Uzmanlar ve yetkililer ne der ne söyler veya ne ederler bilmiyorum ama, ben şahsen ‘diğer il, ilçe ve bölgelerimiz ile ülke genelimiz varsa da Akdeniz’in incisi, birçok yararlı ve hayırlı şeyin birincisi durumunda olan ilimiz Burdur bu yıl oldukça ılık, ancak karsız yağmursuz bir kış geçirdi maalesef! Bu durum da, yürüyen ve uçan haşerelerin ölmemelerine, dolayısıyla da her zamankinden daha fazla üremelerine neden olabileceği gibi, arı ölümlerine de yol açmasından endişeleniyorum!’ Yani geçtiğimiz kış ayında, mevsim normallerinin üzerin de seyreden hava sıcaklığı ve yaşanan kuraklık dolayısıyla ‘’Yalancı Bahar” diye tâbir edilen bir kış geçiren genelde ülkemiz, özelde de ilimiz ve bölgemiz bu kışı karsız ve yağmursuz geçirdiği gibi, Nisan yağmurlarından da nasibini almadı-alamadı maalesef! Bu durum da haşerelerin hızlı bir şekilde üremelerine ve zamanından önce yuvalarından çıkmalarına, dolayısıyla da başta insanlar olmak üzere hayvanlarımıza, bağ ve bahçelerimize, bitki, meyve ve sebzelerimize musallat olmalarına neden olabilecektir…

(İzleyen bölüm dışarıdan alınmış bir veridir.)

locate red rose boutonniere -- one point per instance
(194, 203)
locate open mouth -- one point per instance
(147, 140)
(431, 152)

Büyük bir tevâfuk olmalı ki, ben tam yazımın burasına geldiğimde Osmaniye Arı Yetiştiricileri Birliği Başkanı Emin Gaffaroğlu’ndan benim görüş ve düşüncelerimi teyit eden bir açıklama geldi. Başkan Gaffaroğlu, yaptığı yazılı açıklamasında arıların kovanlarından vaktinden önce çıkması nedeniyle yorulmalarına, tarla ve bahçelerde kullanılan bazı zirai ilaçların ise arıların zehirlenerek ölmelerine neden olabileceğini hatırlatmış…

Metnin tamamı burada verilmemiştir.